Diary of a Shinjuku Thief
In 1968, inspired by the youth-led protest movements across the world, director Nagisa Oshima cast two fresh faces—legendary painter/designer Tadanori Yokoo and actress Rie Yokoyama (Ecstasy of the Angels and Female Prisoner #701: Scorpion), both in their first film roles—as the titular book thief Birdy Hilltop and phony book salesgirl Umeko, who embark on an experimental, erotic, pop-art crime spree across Tokyo. Diary of a Shinjuku Thief is Oshima’s tribute to legendary writer Jean Genet, mashing together sexual desire with revolutionary dogma just to see what might happen.
Oshima’s revolution is a more free-wheeling one than his comrade Jean-Luc Godard (with whom he is paired for BAM’s Oshima X Godard series); the film’s faux-documentary interludes and excursions into kabuki theater suggest a playful wink that’s not always found in Godard’s work. Real-life Japanese leftist luminaries like Juro Kara (underground playwright and theater director) and his Situation Players, along with Moichi Tanabe, the actual owner of the bookstore robbed in the film, make winking cameos and further blur the line between fact and fiction. Diary of a Shinjuku Thief is part portrait of the Tokyo counter-culture, part revolutionary analysis of sexual desire, and part dizzying, colorful explosion of tasteful Japanese cinema.

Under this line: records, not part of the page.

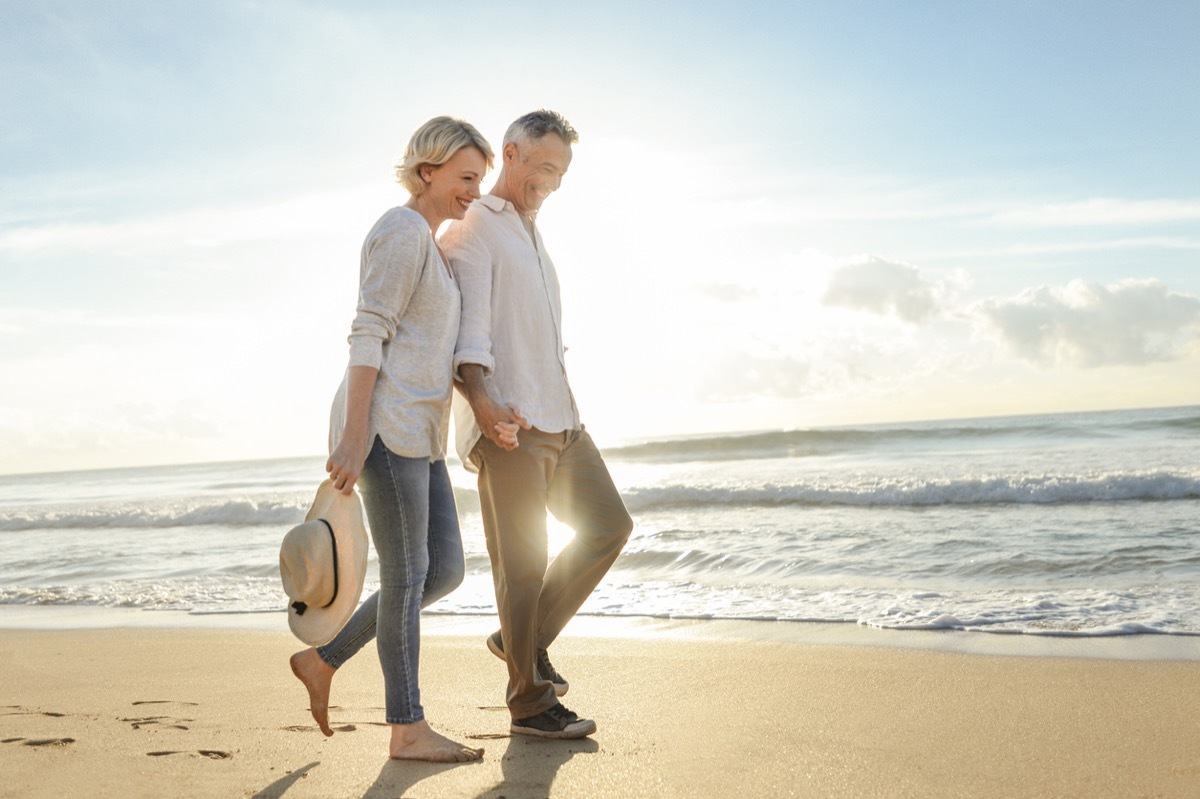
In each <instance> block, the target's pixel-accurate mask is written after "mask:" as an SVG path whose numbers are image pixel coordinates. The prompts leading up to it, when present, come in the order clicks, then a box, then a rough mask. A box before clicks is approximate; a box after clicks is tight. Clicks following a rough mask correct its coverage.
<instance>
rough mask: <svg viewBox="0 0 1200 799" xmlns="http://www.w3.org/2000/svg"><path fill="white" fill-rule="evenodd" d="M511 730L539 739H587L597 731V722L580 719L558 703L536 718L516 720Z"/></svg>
mask: <svg viewBox="0 0 1200 799" xmlns="http://www.w3.org/2000/svg"><path fill="white" fill-rule="evenodd" d="M509 729H510V731H511V732H514V733H516V734H518V735H536V737H538V738H586V737H588V735H590V734H592V733H594V732H595V731H596V722H594V721H592V720H590V719H580V717H578V716H577V715H575V714H574V713H571V711H570V710H568V709H566V708H564V707H563V705H562V703H558V704H556V705H553V707H552V708H548V709H546V710H542V711H541V713H539V714H538V715H536V716H529V717H528V719H514V720H512V726H511V727H509Z"/></svg>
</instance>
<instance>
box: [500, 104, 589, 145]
mask: <svg viewBox="0 0 1200 799" xmlns="http://www.w3.org/2000/svg"><path fill="white" fill-rule="evenodd" d="M547 133H553V134H556V136H557V137H558V138H560V139H563V142H564V143H565V144H575V143H576V142H578V140H580V134H578V133H577V132H576V130H575V128H574V127H571V124H570V122H568V121H566V120H565V119H564V118H563V115H562V114H559V113H558V112H552V110H547V109H545V108H542V109H540V110H535V112H529V113H528V114H526V115H524V116H522V118H521V119H518V120H517V121H515V122H512V124H511V125H509V130H508V131H505V132H504V144H508V143H509V142H512V143H515V144H516V145H517V146H520V145H521V144H524V143H526V142H530V140H534V139H540V138H541V137H544V136H546V134H547Z"/></svg>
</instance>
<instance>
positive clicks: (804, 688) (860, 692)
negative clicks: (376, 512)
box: [0, 629, 1200, 799]
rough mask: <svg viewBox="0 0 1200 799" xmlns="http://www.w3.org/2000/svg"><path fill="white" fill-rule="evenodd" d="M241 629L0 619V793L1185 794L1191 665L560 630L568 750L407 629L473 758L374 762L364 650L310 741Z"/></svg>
mask: <svg viewBox="0 0 1200 799" xmlns="http://www.w3.org/2000/svg"><path fill="white" fill-rule="evenodd" d="M299 648H300V647H299V645H298V643H296V642H295V641H294V639H293V638H292V637H290V636H288V635H287V633H284V632H263V631H245V630H232V631H230V630H136V629H116V630H83V631H79V630H76V631H64V630H56V631H30V630H0V741H2V743H0V797H20V798H36V797H54V798H59V797H156V798H158V797H220V798H222V799H228V798H229V797H288V798H289V799H293V798H294V799H301V798H306V797H319V798H322V799H335V798H340V797H380V798H382V797H388V798H396V797H403V798H406V799H425V798H431V799H432V798H438V799H455V798H458V797H462V798H475V797H491V798H499V797H504V798H506V799H524V798H527V797H587V798H589V799H592V798H605V797H620V798H623V799H624V798H628V797H688V798H692V797H822V798H824V797H852V798H854V799H863V798H870V797H888V798H892V797H922V798H925V797H953V798H966V797H997V798H1000V797H1003V798H1012V797H1079V798H1081V799H1084V798H1086V799H1097V798H1103V797H1122V798H1133V797H1147V798H1148V797H1181V798H1183V797H1187V798H1194V797H1200V662H1198V661H1163V660H1158V661H1136V660H1105V659H1069V657H1021V656H1001V655H979V654H964V653H954V651H936V650H923V649H904V648H875V647H858V645H818V644H805V643H784V642H762V641H760V642H749V641H733V639H724V641H714V639H704V638H686V637H684V638H680V637H678V636H667V637H659V638H656V637H640V638H619V637H617V638H613V637H593V636H564V638H563V639H560V641H559V642H557V643H556V645H554V651H553V655H554V663H556V666H558V667H559V668H560V671H562V672H563V673H564V674H566V675H568V678H569V679H570V680H571V691H570V693H569V695H568V696H566V697H565V702H566V704H568V707H570V708H571V709H574V710H576V711H578V713H580V714H581V715H587V716H592V717H594V719H595V720H596V722H598V725H599V732H598V733H596V734H595V735H594V737H593V738H592V739H586V740H582V741H542V740H527V739H523V738H510V737H509V734H508V713H506V710H505V709H504V708H503V707H502V705H503V679H504V671H503V666H502V663H500V662H499V661H498V660H496V659H494V657H492V655H490V654H488V653H487V651H486V649H485V648H484V645H482V638H481V637H480V636H474V635H473V636H469V637H464V636H455V635H432V636H426V638H425V641H424V651H422V692H424V702H425V707H426V711H427V714H428V717H430V721H431V723H433V726H434V727H436V728H437V729H439V731H440V732H443V733H445V734H448V735H450V737H452V738H457V739H460V740H463V741H467V743H470V744H472V745H475V746H484V747H485V749H486V753H485V756H484V761H482V763H474V764H463V765H433V764H422V763H409V762H389V761H386V743H388V728H386V727H385V726H384V725H383V723H382V717H383V710H382V707H380V705H382V698H383V686H382V678H380V675H379V669H378V661H377V659H376V654H374V650H373V648H370V647H368V648H367V649H365V650H364V651H362V653H361V654H360V655H359V657H358V659H355V661H352V662H350V663H349V665H347V666H346V667H344V668H343V669H342V671H341V672H340V673H338V675H337V677H336V678H335V681H334V695H332V701H331V703H332V704H334V705H335V707H334V709H332V710H331V721H332V723H334V727H335V729H336V731H337V732H336V734H335V735H334V737H332V738H329V739H326V738H324V737H322V735H320V734H319V732H317V729H316V727H314V725H313V722H312V719H311V716H310V715H308V711H307V701H306V695H305V692H304V689H302V687H301V685H300V684H299V683H298V681H296V680H295V679H294V678H293V677H292V674H290V672H289V669H288V656H289V655H290V654H292V653H293V651H295V650H298V649H299Z"/></svg>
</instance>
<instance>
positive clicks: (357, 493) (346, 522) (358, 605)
mask: <svg viewBox="0 0 1200 799" xmlns="http://www.w3.org/2000/svg"><path fill="white" fill-rule="evenodd" d="M317 518H323V519H325V521H326V522H329V527H330V528H331V529H332V530H334V539H335V540H336V541H337V595H336V596H335V597H334V601H332V602H331V603H330V605H329V607H311V606H310V607H307V608H306V609H305V612H304V614H302V615H301V614H300V613H298V612H296V609H295V608H294V607H290V606H289V607H288V626H289V627H290V629H292V632H293V635H295V637H298V638H300V641H302V642H305V643H306V644H308V645H311V647H319V645H322V644H324V643H329V642H330V641H331V639H332V638H334V636H336V635H337V633H338V632H340V631H341V629H342V627H344V626H346V623H347V621H349V619H350V615H352V614H353V613H354V609H355V608H356V607H358V606H359V597H360V596H362V583H364V582H365V579H366V573H367V551H368V549H370V543H368V539H367V529H366V524H365V523H364V521H362V503H361V500H360V499H359V494H358V492H356V491H355V492H352V493H349V494H343V493H342V492H340V491H338V489H337V488H335V487H334V483H332V482H331V481H329V480H325V481H324V482H323V483H320V487H318V488H317V497H316V498H314V499H313V500H312V507H310V509H308V513H307V515H306V516H305V519H304V521H306V522H311V521H313V519H317Z"/></svg>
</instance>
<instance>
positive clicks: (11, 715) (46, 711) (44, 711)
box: [0, 704, 67, 719]
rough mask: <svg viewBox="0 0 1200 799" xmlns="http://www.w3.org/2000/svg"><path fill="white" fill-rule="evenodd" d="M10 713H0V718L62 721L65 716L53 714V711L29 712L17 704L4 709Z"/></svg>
mask: <svg viewBox="0 0 1200 799" xmlns="http://www.w3.org/2000/svg"><path fill="white" fill-rule="evenodd" d="M5 710H10V711H11V713H0V716H49V717H50V719H64V717H66V715H67V714H65V713H54V711H53V710H30V709H29V708H23V707H20V705H18V704H10V705H7V707H6V708H5Z"/></svg>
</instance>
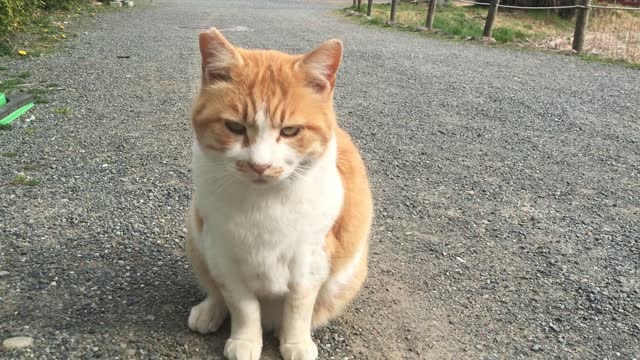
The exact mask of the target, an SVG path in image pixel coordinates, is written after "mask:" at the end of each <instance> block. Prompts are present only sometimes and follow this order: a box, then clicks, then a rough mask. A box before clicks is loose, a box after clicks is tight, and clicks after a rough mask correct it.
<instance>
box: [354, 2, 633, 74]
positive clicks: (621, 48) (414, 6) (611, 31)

Birdy and Umeko are ciphers in their world of shifting principles. After turning Birdy into the bookstore owner for stealing, Umeko reveals she doesn’t actually work at the store, but pretended to in order to meet Birdy. The pleasure of knowledge is on par with the pleasure of orgasm, real is fake and fake is real, black and white blossoms into color and then retracts again. The movie, and the characters, contain multitudes, and by focusing on one meaning, they (and we) miss many others. This anarchic mashup of image and political thought isn’t for everyone, but its barely-controlled chaos will appeal to fans of Shuji Terayama, Koji Wakamatsu, and, yes, Godard.